“500 mila italiani in meno”: allarme rosso Smart Working | La decisione mette in ginocchio la nazione
Lo smart working in Europa, ma anche nel resto del mondo, sta diventando una realtà sempre più forte, ma la domanda è: l’Italia è pronta a questo grosso cambiamento? Si sperimenta anche il lavoro ibrido.
Lo smart working ormai, post periodo pandemico, è diventato uno degli argomenti più attuali e dibattuti, con l’opinione pubblica che si divide tra coloro che lo accettano incondizionatamente e coloro che invece non vogliono aggiornarsi ai nuovi meccanismi di lavoro.
Il lavoro da remoto in Italia infatti sta calando rispetto al 2021 e le aziende italiane cercano sempre più di contenere il fenomeno che soprattutto dopo la pandemia di Covid19 si stava espandendo a vista d’occhio.
Questo mentre in Europa, ma anche nel resto del mondo, il discorso smart working si disconnette sempre di più dal concetto di pandemia e le aziende classiche hanno deciso autonomamente di promuovere il lavoro da casa, dando così più spazio e libertà ai propri dipendenti.
La situazione dunque è ancora da definire, con la necessità di comprendere come mai in Italia è ancora difficile promuovere quel tanto agognato equilibrio tra lavoro e vita privata.
Smart working in Italia: la situazione che troviamo attualmente
Pensare come detto che in periodo pandemico più di un terzo dei lavoratori dipendenti italiani era in smart working, adesso la situazione risulta estremamente cambiata. Le aziende ritornano al lavoro tradizionale, in particolare la pubblica amministrazione e le piccole o medie imprese. Diversa la situazione per le grandi aziende dove il lavoro da remoto è ancora abbondantemente contemplato.

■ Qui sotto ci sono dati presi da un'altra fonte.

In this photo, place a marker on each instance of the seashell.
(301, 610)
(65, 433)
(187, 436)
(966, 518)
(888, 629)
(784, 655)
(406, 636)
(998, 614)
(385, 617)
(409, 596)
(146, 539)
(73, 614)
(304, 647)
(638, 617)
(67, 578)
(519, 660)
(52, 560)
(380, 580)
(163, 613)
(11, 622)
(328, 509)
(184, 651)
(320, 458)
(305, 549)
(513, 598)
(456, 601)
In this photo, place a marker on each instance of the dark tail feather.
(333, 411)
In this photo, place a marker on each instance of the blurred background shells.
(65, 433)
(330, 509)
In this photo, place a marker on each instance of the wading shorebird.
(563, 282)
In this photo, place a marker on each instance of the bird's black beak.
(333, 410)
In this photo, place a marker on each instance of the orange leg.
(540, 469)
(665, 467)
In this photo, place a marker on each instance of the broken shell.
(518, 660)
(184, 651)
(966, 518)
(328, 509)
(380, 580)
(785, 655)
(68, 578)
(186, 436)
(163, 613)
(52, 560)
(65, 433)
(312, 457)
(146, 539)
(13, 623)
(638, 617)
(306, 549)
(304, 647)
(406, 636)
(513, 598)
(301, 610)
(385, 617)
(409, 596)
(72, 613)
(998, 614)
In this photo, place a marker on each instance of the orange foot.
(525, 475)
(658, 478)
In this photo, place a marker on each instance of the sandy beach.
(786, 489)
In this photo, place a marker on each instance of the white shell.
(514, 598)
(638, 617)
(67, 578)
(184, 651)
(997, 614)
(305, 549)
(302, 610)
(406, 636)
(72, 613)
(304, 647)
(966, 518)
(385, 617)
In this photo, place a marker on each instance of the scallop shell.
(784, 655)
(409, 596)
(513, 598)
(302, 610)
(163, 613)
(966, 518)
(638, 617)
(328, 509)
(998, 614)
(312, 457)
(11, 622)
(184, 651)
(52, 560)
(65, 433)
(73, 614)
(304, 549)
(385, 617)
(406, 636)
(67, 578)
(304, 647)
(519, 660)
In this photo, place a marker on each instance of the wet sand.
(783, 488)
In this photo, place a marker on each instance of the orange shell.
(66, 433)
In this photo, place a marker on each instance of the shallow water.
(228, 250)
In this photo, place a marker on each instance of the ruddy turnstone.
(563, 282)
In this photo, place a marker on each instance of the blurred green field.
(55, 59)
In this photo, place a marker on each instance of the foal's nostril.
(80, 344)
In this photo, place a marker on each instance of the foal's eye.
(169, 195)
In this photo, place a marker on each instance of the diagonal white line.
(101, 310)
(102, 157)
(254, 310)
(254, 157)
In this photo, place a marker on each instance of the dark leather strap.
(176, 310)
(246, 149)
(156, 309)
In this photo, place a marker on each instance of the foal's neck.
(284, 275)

Dall’anno scorso però i dati non mentono: circa 500 mila lavoratori in meno lavorano in remoto. La situazione potrebbe essere leggermente riadattata nel prossimo anno, con un piccolo rialzo dovuto al riassestamento di alcune grandi aziende.
Ma la situazione comunque in Italia, come visto, fa difficoltà a sbloccarsi la questione lavoro in remoto e le ragioni sono varie: per prima cosa è un discorso di fiducia, dove i proprietari di aziende sono ancora restii a lasciare piena autonomia di manovra ai dipendenti.
Seconda cosa c’è anche il discorso prettamente pratico di riadattare il lavoro ad un modello simile, dove alcune aziende, soprattutto le piccole, dovrebbero ristabilire i propri parametri lavorativi dalle fondamenta e questo, come dimostrato da uno studio del Politecnico di Milano, fa molta fatica ai più.